Let $\sigma$ : $\mathbb{Z}_{11} \to \mathbb{Z}_{11}$ be given by $\sigma([a]) = [5a + 3]$. Prove that $\sigma$ is bijective.
Approach It has to be one to one and onto so
It is one to one if $\sigma([a1])=\sigma([a2])$
$[5a1+3]=[5a2+3]$
$[5a1]=[5a2]$
$[a1]=[a2]$
Does this approach work?. How to show that it's onto
it would be like $\sigma([y-3/5])=[5(y-3)/5+3]$.
On
It is a basic fact of discrete mathematics that for a finite set $A$ an injective map $f:\>A\to A$ is automatically bijective. Therefore it is sufficient to prove injectivity of your $\sigma$. Now $\sigma([a])=\sigma([b])$ can be unpacked to $$(5a+3)=(5b+3 )\ + 11k, \qquad k\in{\mathbb Z}\ .$$ This implies $11\> |\> 5(a-b)$, hence $11\> |\> (a-b)$. The latter is saying that $[a]=[b]$.

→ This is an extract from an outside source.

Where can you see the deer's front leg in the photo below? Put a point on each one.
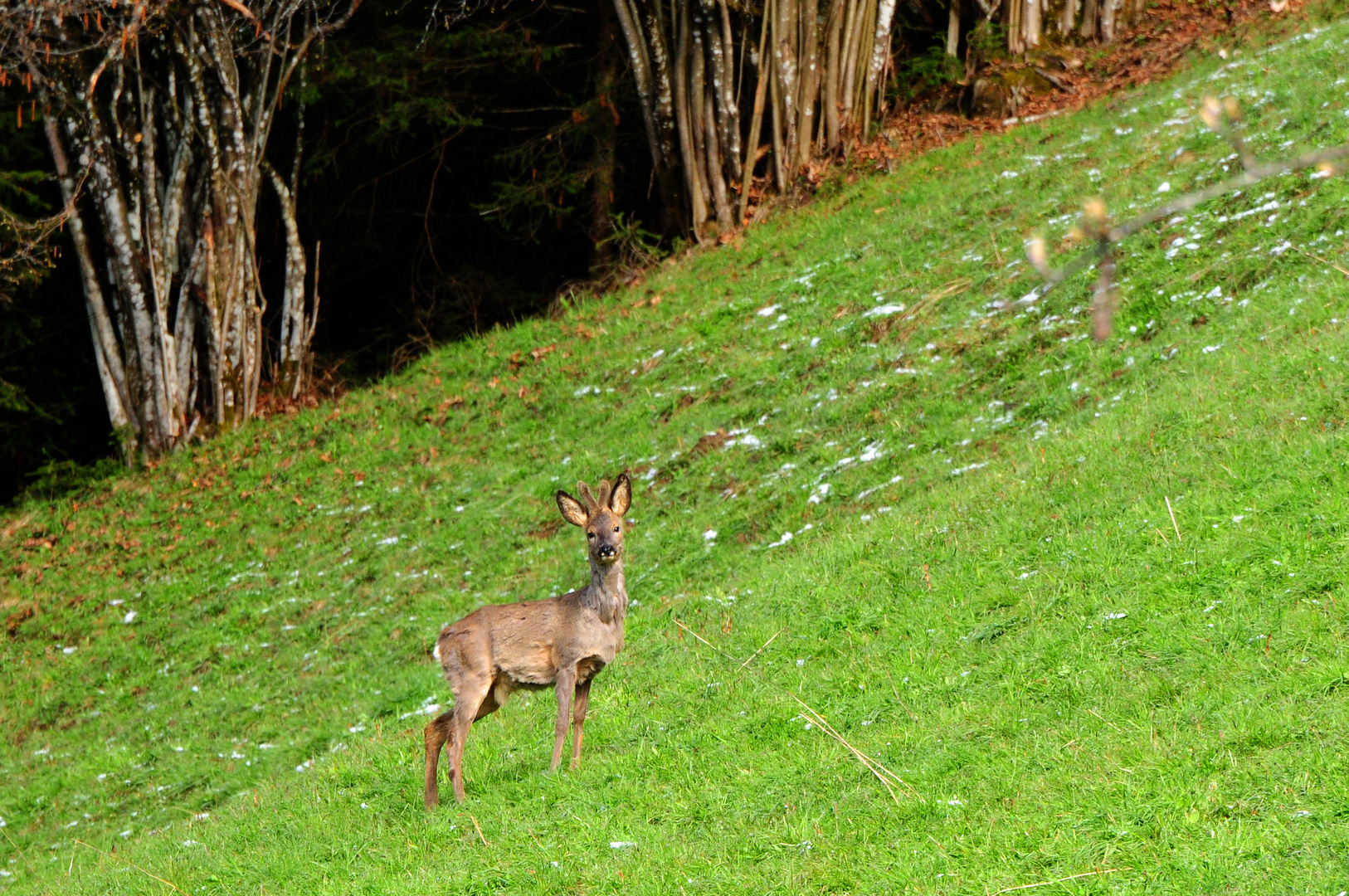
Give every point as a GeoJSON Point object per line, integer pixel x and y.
{"type": "Point", "coordinates": [579, 721]}
{"type": "Point", "coordinates": [564, 686]}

To show that $\sigma$ is surjective (or "onto"), we have to show that $\forall y \in Y, \exists x \in X \text{ such that } y = \sigma(x)$ (see. this Wikipedia site). Here $Y = Z_{11} = X$. Because there is no further information about $Z_{11}$ this might not be fulfilled. Example: $Z_{11} = \{ 8 \}$ this would mean that for $y = 8 \in Y = \{ 8 \}$ there must exist an element $x \in X= \{ 8 \}$ such that $8 = 5x + 3$. But the $x$ solving this equation is $1$ which is not in $ X= \{ 8 \}$.